On February 11, 2015, the U.S. Department of Labor’s Occupational Safety and Health Administration (“OSHA”) announced revisions to its Severe Violator Enforcement Program (“SVEP”). Under SVEP, employers in designated industries can be subject to unlimited return or unannounced inspections for a period of at least three years. Employers in the upstream oil and gas drilling industry were previously exempt from this program, which is otherwise dominated by construction and manufacturing firms.
The changes announced by OSHA mean that, effective February 11, 2015, employers in the upstream oil and gas industry will be added to SVEP upon a triggering event. Inclusion in SVEP is triggered after a non-fatality inspection results in two or more willful or repeated violations or failure-to-abate notices (or any combination of these violations or notices) for high-gravity, serious violations.
In announcing these changes to SVEP, OSHA cited the upstream oil and gas drilling industry’s “significant worker fatality rate over time.” By subjecting employers in this industry to more exhaustive inspections for triggering non-fatality events, OSHA aims to rein in the fatality rate in the industry that it claims is five to eight times higher than the national average for all industries in the United States.

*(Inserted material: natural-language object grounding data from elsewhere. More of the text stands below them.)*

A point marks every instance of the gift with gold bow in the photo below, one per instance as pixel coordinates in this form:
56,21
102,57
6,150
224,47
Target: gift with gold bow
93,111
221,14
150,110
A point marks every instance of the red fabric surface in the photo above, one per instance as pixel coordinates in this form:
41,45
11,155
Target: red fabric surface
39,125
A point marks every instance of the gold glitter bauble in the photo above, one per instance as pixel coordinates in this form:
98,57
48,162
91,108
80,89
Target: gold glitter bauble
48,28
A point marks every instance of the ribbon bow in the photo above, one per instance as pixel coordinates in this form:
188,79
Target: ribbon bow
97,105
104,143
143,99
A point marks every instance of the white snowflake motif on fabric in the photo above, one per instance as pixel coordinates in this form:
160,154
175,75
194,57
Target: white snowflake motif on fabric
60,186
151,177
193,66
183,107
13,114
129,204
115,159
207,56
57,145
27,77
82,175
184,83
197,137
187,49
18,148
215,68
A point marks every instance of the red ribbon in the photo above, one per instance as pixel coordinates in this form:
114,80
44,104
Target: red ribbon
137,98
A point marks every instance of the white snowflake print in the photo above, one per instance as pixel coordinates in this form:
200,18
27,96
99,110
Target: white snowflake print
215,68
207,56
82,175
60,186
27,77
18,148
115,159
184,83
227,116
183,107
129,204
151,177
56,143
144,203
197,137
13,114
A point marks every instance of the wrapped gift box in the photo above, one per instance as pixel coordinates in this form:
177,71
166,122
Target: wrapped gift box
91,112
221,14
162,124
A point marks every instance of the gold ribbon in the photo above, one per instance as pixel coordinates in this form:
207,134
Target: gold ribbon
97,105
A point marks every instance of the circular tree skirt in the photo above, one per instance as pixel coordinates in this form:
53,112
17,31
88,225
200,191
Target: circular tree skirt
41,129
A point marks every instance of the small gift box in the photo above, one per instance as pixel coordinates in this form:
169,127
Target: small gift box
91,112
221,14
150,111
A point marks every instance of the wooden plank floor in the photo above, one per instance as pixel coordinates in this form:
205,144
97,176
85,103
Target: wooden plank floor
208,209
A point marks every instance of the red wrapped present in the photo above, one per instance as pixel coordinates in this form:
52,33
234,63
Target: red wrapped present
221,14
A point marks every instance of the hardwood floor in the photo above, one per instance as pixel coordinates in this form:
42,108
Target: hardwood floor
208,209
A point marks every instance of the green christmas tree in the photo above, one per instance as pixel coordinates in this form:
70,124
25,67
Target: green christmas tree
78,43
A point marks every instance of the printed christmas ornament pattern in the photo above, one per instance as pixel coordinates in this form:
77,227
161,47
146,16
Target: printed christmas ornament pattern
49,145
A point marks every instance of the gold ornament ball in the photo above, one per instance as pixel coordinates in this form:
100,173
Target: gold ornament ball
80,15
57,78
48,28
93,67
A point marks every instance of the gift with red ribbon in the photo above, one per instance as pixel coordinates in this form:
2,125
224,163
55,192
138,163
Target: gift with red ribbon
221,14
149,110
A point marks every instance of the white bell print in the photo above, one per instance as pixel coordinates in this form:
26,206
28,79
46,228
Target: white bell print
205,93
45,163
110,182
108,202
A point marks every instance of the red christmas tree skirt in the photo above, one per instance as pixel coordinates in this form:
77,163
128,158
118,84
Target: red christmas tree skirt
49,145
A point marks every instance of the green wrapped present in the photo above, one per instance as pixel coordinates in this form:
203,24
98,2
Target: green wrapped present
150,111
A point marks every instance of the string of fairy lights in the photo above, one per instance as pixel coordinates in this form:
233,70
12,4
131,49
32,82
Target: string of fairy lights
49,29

OSHA launched SVEP on June 18, 2010, with the intention of targeting its enforcement efforts on “recalcitrant employers who demonstrate indifference to the health and safety of their employees” (from OSHA’s “Severe Violator Enforcement Program White Paper,” which was published January 2013). And the number of industries and hazards covered by the program has consistently expanded since then. Employers in the upstream oil and gas drilling industry that are added to SVEP can be subjected to unannounced corporate wide inspections, rigorous follow-up inspections, more demanding abatement and settlement terms, and the publication of a press release regarding the SVEP citations. OSHA also lists all SVEP violators on its enforcement website.